Trump’s treatment of the issue had a political edge all along, according to John W. Suthers (R), the mayor of Colorado Springs. He told me in an interview, confirming details of a letter he had written this month to Kendall, that Trump told him in spring 2019, when the Air Force was preparing its list of six finalists for the command headquarters, that he would make the decision “personally.”
Trump spoke with Suthers about the decision a second time in February 2020. When the mayor pitched Colorado Springs, Trump asked if he was a Republican. When Suthers answered yes, Trump asked what his prospects were of his winning Colorado. Suthers told me that when he answered “uncertain,” Trump seemed “perturbed.” Trump then declared that he would make the choice after the 2020 election. “I want to see how it turns out,” Trump explained, according to Suthers.
When Trump gathered his advisers at the White House on Jan. 11, 2021, the senior military official present was Air Force Gen. John Hyten, a former head of the Space Command. He told me in an email: “When asked, I provided my best military advice[,] which was counter to the [Air Force] recommendation of Huntsville. I recommended Colorado Springs. My rationale was that the threat, primarily China, demanded that we move as fast as possible to reach full operational capability and that we could do that in Colorado much quicker than in Alabama.”
This same recommendation was made by two other top military space officials, Gen.
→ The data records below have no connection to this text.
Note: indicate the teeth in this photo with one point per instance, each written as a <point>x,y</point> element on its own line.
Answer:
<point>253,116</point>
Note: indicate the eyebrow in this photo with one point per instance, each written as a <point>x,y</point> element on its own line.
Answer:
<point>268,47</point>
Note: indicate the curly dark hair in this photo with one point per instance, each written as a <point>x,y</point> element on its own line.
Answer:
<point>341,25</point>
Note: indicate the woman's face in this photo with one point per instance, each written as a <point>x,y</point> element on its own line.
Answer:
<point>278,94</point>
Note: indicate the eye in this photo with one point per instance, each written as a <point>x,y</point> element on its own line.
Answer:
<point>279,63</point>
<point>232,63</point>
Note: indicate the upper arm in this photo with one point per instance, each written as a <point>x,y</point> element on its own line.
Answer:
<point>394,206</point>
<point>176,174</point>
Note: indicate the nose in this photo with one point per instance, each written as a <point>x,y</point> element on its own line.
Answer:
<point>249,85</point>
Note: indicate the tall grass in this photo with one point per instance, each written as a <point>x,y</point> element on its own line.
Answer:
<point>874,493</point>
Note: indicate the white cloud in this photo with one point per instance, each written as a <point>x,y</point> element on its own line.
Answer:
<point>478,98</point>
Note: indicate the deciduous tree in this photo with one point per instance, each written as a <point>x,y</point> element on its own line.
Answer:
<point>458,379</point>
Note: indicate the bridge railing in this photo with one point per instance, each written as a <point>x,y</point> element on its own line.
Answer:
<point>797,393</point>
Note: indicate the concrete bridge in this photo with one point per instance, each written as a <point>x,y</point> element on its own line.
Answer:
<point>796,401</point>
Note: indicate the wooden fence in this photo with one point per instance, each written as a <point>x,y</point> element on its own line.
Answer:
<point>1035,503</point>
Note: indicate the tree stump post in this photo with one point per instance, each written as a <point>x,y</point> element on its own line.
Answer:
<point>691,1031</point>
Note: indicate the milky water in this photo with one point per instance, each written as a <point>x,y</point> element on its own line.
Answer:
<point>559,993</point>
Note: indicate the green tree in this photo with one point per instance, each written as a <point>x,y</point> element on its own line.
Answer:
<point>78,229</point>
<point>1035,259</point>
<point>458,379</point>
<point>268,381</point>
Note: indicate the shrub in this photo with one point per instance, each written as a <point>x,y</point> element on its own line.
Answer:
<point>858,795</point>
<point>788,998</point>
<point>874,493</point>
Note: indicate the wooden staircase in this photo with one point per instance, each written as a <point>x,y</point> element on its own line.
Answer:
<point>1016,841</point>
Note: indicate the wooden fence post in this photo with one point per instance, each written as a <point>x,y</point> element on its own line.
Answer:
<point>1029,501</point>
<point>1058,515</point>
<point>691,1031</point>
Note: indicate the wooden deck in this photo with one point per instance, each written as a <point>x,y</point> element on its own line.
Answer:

John W. “Jay” Raymond, the Space Force chief; and U.S. Army Gen. James H. Dickinson, who headed the Space Command, according to the GAO report.
A late entrant in this political fracas was Florida, which argued that the Space Command should move to Patrick Space Force Base near Cape Canaveral. “What about Florida?” Trump demanded at the meeting, according to then-acting Defense Secretary Christopher Miller, who was present. Miller told me that he and others warned Trump against that, citing the frequency of hurricanes and other factors. Miller said that the rejection of Florida was conveyed by his chief of staff, Kash Patel, to that state’s advocates, led by Gov. Ron DeSantis (R).
Rep. Mo Brooks made one of the earliest announcements of Trump’s selection of the Redstone Arsenal in Huntsville. Brooks, who represents the area, was one of the leading GOP congressional apologists for the Jan. 6 riot, arguing falsely in a tweet the next day: “Evidence growing that fascist ANTIFA orchestrated Capitol attack with clever mob control tactics.”
Some observers saw Brooks’s Huntsville advocacy as crucial. “But for Mo Brooks, the Space Command would not have been at Redstone Arsenal. I want to emphasize though that it’s a team effort,” said Rep. Brian Babin (R-Tex.). A Jan. 13, 2021, story in Axios noted that “two of Trump’s staunchest backers in Congress, Alabama Sen. Tommy Tuberville and Rep. Mo Brooks, used their strong personal relationships with the president” to advocate for Huntsville.
Trump emphatically took personal political credit for steering the Space Command toward a friendly state. “I single-handedly said, ‘Let’s go to Alabama,’” he told the hosts of “Rick and Bubba,” a Birmingham-based radio show. “They wanted it. I said, ‘Let’s go to Alabama.’ I love Alabama.’”
Trump’s long shadow reaches to some unlikely places, but few as important as the prompt establishment of the Space Command headquarters. President Biden is right to listen to the generals on this one and keep the locus of space operations where it is.